If you live in the United States, you might have a Monday in February off (unless you work retail). That special Monday is Presidents’ Day! But, you might be interested to know that the Presidents’ Day holiday isn’t the official name of the holiday at all, and some states customize the day, too.

When was the first Presidents’ Day?

The day was originally established in 1885 to honor the birthday of our first president, George Washington, who was born in 1732 and died in 1799. In fact, the holiday itself is still officially known by the federal government as “Washington’s Birthday.” President Rutherford B. Hayes signed a bill into law in 1879 making George’s birthday a holiday, but it was originally just for the District of Columbia.

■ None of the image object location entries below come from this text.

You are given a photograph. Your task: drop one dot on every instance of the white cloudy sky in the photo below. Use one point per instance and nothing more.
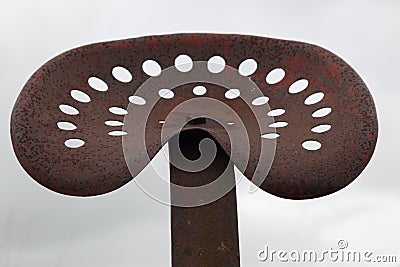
(127, 228)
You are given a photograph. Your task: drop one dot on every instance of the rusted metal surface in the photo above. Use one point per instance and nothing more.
(205, 235)
(99, 166)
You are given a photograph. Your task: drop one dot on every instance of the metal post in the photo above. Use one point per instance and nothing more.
(205, 235)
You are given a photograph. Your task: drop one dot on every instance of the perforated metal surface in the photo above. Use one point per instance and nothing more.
(99, 166)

The rest of the country was added in 1885.

The term Presidents’ Day became a thing in 1971 due to the Uniform Monday Holiday Act, which was an attempt to create more three-day weekends for workers. This also had the effect of moving the date from February 22 to the third Monday in February, and it also folded in President Abraham Lincoln’s February 12th birthday.

Why is the president called the president?

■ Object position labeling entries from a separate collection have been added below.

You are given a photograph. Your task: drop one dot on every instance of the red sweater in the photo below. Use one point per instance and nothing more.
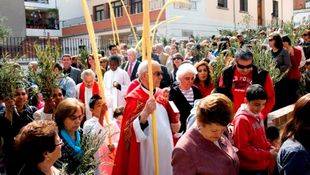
(294, 72)
(249, 137)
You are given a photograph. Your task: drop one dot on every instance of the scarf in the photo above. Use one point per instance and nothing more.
(75, 145)
(95, 90)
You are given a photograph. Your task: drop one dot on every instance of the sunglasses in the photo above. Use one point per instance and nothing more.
(244, 67)
(158, 74)
(59, 143)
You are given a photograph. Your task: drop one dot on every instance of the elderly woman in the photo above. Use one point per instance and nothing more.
(294, 155)
(68, 116)
(177, 61)
(46, 113)
(184, 93)
(39, 145)
(203, 79)
(204, 149)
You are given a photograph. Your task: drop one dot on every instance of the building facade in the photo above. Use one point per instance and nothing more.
(15, 21)
(197, 17)
(301, 12)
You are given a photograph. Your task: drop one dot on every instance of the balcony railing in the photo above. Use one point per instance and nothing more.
(154, 5)
(38, 1)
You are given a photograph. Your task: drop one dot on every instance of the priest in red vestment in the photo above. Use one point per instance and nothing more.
(134, 155)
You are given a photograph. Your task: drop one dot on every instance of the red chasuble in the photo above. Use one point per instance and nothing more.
(128, 150)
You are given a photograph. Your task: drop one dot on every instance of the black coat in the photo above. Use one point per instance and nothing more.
(182, 104)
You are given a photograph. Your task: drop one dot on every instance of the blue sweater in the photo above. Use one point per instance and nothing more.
(293, 159)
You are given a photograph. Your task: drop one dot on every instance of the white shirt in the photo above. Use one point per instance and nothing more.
(88, 95)
(165, 143)
(40, 115)
(115, 98)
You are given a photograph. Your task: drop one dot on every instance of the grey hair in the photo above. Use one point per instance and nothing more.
(185, 68)
(88, 72)
(167, 49)
(143, 67)
(132, 50)
(159, 45)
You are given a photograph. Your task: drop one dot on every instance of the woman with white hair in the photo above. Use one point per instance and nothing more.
(184, 93)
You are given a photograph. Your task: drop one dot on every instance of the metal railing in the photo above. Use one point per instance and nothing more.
(23, 47)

Have you ever wondered why the president is referred to as . . . the president? In 1789 or so, other terms like Highness, Electoral Highness, Excellency, and Majesty were tossed around as potential titles for the top job. Vice President John Adams liked that last one, though Thomas Jefferson reportedly said that it was “the most superlatively ridiculous thing I ever heard of,” and Benjamin Franklin considered those types of titles to be “absolutely mad.” Drama.

Looking for a challenge? Take our Presidents’ Day quiz!

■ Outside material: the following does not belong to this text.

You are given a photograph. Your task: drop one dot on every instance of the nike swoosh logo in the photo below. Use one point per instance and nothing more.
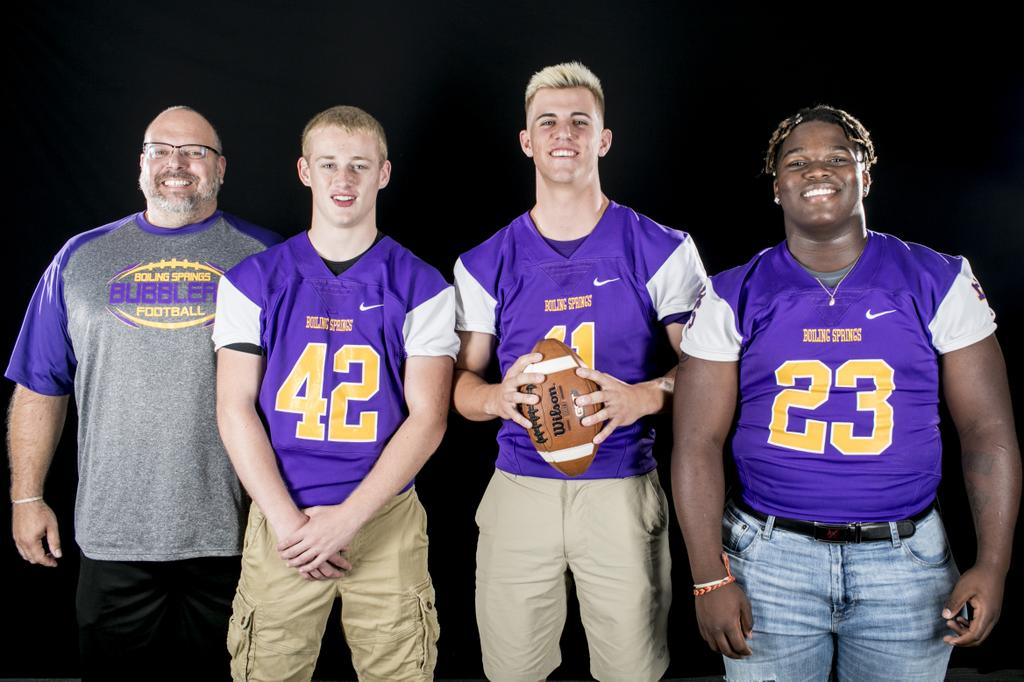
(872, 315)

How do states customize the holiday?

The focus on Presidents’ Day centers around our two most well-known presidents, Washington and Lincoln, but History Channel notes that it’s really morphed into a patriotic day that celebrates the achievements of all our leaders. They add that “some states have even chosen to customize the holiday by adding new figures to the celebration. Arkansas, for instance, celebrates Washington as well as civil rights activist Daisy Gatson Bates. Alabama, meanwhile, uses Presidents’ Day to commemorate Washington and Thomas Jefferson (who was born in April).”

The holiday also gives car dealers an excuse to have weekend-holiday sales, because apparently nothing says “Presidents’ Day” like a brand new Toyota/Ford/Honda/Volvo/etc.

Do we use the apostrophe or not?

When you do a search for Presidents’ Day online, you’ll notice that it’s rendered different ways. And, there is a reason for that. Because the official name of the holiday is Washington’s Birthday (like we mentioned above), there is variation in how it is spelled. When you are celebrating more than one individual though, the correct form would be Presidents’ Day.

However, recently the popularity of the form “Presidents Day” has increased—this is the style favored by the Associated Press Stylebook and followed by most newspapers and magazines. “President’s Day” as an alternate rendering of “Washington’s Birthday,” or for the purpose of commemorating the presidency as an institution, is a proper use of a possessive and is the legal spelling in eight states.